High. The record rates the issue 8.7 (HIGH), and the attack surface is remote with no authentication or user interaction required. For defenders, that combination makes this a strong patch-now candidate for any environment that accepts untrusted bcpg inputs.

Recommended defensive actions

  • Upgrade BC-JAVA to a fixed release for your branch: 1.80.2 or later for the 1.74 line, 1.81.1 or later for the 1.81 line, and 1.84 or later for the 1.82 line.
  • Inventory applications and transitive dependencies to find every use of BC-JAVA bcpg.
  • Treat any service that processes untrusted PGP or AEAD content as higher risk and prioritize it for patching and validation.
  • Apply defensive resource controls around input handling where practical, such as request limits, timeouts, memory caps, and isolation of parsing workloads.
  • Monitor for abnormal CPU, memory, thread, or request-volume spikes in services that rely on BC-JAVA during upgrade rollout and after deployment.
  • Confirm the patched version works correctly in dependent cryptographic flows before broad production rollout.

Evidence notes

This debrief is based on the supplied NVD CVE record published on 2026-04-15 and last modified on 2026-05-19, plus the official Bouncy Castle GitHub commit and wiki references listed in that record.

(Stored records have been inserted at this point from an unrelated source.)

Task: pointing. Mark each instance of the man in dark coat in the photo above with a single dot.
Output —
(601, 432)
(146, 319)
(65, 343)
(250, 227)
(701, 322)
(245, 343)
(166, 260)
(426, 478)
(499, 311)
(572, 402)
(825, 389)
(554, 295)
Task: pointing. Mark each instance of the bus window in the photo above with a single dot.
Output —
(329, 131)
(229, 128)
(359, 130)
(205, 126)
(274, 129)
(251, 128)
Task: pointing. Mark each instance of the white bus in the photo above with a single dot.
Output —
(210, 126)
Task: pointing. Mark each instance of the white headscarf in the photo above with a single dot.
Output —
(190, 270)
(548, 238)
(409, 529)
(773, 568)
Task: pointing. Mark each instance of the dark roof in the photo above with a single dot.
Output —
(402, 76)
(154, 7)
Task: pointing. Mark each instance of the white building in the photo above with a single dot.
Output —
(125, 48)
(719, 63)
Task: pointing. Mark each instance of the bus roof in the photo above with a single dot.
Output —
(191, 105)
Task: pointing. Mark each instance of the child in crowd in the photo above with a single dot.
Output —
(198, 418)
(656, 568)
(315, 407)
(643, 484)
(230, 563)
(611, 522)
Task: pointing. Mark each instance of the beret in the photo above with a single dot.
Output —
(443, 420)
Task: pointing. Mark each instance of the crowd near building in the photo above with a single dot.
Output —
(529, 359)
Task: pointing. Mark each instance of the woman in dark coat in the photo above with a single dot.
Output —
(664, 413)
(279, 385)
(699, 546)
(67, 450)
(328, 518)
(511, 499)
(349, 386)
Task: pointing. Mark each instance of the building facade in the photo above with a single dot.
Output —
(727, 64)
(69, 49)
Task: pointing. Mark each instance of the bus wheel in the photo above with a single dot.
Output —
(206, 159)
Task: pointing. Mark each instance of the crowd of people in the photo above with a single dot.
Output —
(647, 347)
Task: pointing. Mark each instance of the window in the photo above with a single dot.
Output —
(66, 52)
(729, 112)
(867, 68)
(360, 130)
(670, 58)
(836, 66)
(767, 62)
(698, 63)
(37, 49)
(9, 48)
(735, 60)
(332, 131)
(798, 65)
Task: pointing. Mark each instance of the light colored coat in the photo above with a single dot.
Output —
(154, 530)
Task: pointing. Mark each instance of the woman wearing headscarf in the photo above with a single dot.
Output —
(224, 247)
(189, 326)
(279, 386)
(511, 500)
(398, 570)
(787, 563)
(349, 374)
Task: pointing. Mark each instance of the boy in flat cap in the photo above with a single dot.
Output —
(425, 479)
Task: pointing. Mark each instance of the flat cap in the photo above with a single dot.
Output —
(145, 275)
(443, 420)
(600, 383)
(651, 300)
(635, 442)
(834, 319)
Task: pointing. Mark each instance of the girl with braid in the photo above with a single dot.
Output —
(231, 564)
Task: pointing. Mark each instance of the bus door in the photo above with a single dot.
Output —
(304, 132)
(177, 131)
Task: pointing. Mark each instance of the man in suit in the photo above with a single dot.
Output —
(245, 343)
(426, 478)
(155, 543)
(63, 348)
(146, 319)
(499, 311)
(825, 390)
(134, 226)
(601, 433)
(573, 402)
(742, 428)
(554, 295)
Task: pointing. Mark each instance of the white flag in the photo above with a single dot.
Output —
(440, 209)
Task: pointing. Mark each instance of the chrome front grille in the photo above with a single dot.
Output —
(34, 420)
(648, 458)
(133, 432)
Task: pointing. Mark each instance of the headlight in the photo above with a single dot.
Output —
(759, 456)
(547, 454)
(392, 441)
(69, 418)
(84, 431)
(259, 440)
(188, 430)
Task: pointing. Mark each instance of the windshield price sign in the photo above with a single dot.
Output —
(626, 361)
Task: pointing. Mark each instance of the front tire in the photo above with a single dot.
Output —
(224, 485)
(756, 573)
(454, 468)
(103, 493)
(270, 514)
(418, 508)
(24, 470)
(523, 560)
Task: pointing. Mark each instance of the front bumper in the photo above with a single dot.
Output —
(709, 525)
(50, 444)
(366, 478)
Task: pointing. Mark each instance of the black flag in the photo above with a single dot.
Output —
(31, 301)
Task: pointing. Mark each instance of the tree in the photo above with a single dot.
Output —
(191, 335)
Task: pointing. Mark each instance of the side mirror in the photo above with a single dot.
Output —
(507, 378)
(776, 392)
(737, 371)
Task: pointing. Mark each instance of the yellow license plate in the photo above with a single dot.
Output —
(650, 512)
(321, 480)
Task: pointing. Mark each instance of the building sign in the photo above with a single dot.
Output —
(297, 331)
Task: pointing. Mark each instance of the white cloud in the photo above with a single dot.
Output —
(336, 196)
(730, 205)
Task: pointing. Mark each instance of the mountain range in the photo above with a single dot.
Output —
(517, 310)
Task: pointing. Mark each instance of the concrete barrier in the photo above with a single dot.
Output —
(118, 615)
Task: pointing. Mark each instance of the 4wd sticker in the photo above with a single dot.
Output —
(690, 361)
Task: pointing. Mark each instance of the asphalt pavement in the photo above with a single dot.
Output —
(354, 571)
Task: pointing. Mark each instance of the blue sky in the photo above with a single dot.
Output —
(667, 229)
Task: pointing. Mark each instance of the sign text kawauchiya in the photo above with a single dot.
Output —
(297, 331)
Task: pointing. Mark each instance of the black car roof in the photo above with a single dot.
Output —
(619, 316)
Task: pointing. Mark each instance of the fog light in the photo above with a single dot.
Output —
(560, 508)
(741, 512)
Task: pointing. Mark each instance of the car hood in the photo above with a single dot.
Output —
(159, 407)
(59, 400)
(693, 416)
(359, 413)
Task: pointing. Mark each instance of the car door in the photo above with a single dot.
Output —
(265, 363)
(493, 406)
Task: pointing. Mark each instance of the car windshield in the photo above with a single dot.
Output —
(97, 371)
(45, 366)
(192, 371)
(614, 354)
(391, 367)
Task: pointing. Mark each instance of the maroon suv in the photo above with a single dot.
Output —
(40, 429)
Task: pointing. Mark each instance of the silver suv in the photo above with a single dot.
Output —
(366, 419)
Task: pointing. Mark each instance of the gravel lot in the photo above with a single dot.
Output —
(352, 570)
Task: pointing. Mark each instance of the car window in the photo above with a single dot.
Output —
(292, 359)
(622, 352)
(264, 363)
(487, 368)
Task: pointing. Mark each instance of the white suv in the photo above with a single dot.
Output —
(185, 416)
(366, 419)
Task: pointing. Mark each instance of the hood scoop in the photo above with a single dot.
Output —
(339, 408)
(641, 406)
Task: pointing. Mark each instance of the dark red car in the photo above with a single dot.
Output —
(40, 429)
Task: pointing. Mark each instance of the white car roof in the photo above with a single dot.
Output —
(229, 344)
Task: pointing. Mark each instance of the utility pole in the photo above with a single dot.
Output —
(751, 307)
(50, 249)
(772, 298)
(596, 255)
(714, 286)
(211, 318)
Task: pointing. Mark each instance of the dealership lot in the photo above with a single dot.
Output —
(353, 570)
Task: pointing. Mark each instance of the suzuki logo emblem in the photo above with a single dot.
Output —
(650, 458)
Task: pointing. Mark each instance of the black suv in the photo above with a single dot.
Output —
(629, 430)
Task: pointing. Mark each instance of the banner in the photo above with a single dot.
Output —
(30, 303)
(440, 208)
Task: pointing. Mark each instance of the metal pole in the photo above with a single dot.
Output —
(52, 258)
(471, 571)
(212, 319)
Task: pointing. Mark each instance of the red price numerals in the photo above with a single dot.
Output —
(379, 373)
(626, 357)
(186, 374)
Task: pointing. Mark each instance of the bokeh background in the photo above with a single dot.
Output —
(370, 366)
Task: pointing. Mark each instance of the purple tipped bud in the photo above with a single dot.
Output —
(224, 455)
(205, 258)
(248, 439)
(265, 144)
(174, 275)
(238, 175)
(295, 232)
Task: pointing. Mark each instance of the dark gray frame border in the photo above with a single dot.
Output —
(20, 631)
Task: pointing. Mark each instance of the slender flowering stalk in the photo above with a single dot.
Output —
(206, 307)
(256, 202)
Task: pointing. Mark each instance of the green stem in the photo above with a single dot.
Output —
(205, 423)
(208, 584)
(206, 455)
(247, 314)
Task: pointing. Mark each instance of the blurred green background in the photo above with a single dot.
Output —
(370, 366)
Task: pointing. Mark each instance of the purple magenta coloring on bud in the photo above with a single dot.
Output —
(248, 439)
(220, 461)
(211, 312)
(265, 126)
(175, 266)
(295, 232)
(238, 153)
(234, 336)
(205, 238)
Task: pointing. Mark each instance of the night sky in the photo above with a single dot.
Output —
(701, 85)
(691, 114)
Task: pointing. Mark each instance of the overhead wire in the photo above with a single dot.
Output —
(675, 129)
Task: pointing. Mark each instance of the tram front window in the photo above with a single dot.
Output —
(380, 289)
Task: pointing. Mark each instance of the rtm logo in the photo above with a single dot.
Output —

The supplied corpus establishes the affected BC-JAVA version ranges, the bcpg module, the named source files, and the CWE/CVSS metadata. This write-up does not rely on unverified contents from the linked references beyond their presence as official references in the source item.

Official resources

Publicly disclosed in the NVD record on 2026-04-15 and last modified on 2026-05-19. The supplied source item is an official NVD CVE entry and lists official Bouncy Castle GitHub references.